Liberals Are Trying to Make Trump’s Age an Issue. It Won’t Work.

But there’s reason to believe that voters have come to these conclusions on their own—or at least not at the mainstream media’s behest. Although coverage of Biden’s verbal miscues has been widespread both online and in conservative media, it has only recently begun to regularly appear in mainstream outlets like the Times and CNN. Voters think that it’s important, and these outlets have, belatedly, begun to treat it as newsworthy. One could quibble about the fairness of these concerns given the relatively insignificant age difference between Biden and Trump, but there is no doubting that the concerns are widespread. Even Democrats on Capitol Hill have voiced them.

Part of the delight in Trump falling asleep comes from the fact that it’s seen as a kind of market correction: Now the media will have to cover Trump’s age the way it has covered Biden’s. At the same time, it also feels like a gift in kind: It muddies the waters, allowing the president’s defenders to argue that the other guy is also really old. (They’ve already been doing that for a while, to be fair.)

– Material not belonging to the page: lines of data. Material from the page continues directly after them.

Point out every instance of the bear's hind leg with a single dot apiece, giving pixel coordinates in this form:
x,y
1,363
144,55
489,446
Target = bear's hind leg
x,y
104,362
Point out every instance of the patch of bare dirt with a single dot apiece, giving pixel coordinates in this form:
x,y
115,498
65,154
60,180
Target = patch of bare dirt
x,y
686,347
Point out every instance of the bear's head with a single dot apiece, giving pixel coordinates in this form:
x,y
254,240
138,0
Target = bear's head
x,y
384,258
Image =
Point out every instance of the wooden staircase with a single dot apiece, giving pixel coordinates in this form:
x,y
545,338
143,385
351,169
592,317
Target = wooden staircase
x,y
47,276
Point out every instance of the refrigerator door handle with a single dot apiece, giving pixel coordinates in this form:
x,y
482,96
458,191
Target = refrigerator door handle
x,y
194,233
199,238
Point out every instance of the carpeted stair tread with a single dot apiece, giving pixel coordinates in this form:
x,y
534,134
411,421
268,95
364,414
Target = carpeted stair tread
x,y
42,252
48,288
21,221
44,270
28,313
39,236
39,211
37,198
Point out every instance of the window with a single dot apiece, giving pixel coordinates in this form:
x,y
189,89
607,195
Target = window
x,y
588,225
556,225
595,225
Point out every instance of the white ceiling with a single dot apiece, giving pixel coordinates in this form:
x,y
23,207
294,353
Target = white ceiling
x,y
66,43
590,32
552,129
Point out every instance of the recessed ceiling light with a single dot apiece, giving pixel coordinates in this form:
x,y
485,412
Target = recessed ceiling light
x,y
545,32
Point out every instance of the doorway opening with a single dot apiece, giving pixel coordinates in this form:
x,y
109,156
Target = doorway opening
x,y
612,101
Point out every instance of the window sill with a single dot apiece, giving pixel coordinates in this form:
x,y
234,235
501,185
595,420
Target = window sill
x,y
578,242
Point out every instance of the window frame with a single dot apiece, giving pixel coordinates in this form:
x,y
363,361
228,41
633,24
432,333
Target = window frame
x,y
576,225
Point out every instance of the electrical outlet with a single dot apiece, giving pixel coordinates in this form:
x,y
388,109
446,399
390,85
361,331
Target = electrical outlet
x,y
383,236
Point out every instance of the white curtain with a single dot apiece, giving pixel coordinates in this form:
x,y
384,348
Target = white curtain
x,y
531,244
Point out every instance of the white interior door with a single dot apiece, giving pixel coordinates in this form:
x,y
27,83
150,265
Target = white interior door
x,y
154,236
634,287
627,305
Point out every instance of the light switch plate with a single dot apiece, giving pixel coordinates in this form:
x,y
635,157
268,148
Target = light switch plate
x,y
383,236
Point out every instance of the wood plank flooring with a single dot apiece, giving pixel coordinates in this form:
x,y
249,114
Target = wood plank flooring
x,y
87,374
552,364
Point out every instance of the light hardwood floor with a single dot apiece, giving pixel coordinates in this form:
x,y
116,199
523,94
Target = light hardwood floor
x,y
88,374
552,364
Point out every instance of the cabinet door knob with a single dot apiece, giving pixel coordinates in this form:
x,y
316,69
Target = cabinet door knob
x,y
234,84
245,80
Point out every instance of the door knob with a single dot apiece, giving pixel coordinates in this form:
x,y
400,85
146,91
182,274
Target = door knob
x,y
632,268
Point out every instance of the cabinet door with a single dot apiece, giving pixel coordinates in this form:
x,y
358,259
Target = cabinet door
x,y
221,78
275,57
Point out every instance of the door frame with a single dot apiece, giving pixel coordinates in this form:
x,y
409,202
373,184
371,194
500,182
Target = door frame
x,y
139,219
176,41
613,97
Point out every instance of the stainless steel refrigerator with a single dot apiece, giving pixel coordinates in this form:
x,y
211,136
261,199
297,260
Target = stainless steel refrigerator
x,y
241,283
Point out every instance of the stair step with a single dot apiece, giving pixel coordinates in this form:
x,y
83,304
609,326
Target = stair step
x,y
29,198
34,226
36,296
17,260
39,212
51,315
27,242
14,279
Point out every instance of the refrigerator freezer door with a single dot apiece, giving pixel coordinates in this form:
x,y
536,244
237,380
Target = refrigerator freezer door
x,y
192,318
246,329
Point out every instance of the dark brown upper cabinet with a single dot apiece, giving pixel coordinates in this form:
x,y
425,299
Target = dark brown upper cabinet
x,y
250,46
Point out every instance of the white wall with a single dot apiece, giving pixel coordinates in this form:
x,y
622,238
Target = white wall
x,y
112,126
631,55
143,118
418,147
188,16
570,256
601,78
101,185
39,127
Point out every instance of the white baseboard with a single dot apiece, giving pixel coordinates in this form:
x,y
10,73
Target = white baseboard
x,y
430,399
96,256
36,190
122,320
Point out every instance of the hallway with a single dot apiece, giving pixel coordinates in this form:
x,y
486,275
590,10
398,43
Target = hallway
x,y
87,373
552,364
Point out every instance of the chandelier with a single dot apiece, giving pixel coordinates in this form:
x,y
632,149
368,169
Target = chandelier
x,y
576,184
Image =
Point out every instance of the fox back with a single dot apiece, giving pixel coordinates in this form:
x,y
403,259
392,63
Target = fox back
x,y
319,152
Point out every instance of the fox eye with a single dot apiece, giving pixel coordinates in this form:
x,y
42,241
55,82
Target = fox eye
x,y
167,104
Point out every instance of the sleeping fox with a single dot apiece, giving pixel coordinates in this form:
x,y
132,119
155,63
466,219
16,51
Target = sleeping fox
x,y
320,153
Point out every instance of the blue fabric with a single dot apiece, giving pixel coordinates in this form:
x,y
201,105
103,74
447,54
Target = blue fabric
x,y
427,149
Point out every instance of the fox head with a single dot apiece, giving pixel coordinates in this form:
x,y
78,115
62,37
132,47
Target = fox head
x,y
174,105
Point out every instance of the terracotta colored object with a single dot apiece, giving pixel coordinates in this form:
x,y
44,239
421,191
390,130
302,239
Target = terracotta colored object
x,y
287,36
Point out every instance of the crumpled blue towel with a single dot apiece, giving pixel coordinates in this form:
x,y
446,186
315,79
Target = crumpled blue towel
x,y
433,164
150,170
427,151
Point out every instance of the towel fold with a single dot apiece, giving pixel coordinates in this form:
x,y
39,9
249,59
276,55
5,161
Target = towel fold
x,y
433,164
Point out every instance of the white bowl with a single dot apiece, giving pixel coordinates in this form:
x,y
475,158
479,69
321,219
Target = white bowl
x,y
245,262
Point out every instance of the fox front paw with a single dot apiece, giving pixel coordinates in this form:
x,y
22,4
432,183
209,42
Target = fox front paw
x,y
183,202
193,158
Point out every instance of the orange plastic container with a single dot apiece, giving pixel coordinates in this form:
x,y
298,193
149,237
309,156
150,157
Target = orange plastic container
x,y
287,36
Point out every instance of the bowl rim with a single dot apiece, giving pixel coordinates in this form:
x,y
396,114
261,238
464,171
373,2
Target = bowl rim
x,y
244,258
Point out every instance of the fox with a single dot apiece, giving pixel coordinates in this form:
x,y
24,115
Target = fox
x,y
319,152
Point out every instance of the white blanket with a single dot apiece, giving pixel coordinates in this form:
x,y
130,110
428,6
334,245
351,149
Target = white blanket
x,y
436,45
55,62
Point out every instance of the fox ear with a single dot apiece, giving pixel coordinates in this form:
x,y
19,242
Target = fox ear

Still, there are a number of reasons to believe that this is not a particularly wise course of action for Democrats. For one, voters overwhelmingly think that Biden is older than Trump (because he quite literally is), and raising the salience of the age issue would likely backfire even more than it already has. Experience was once a winning issue for Biden; in 2020, many voters looked to him as a steady hand who could help steer the country out of the Covid-19 pandemic. Today, it’s a clear loser: He is seen as lacking the fitness and stamina for the job. Telling voters that the other guy also doesn’t have fitness and stamina may not be a winning issue. At the very least, it could push voters toward comparably chipper third-party candidates like Cornel West and Robert F. Kennedy Jr., who are both 70.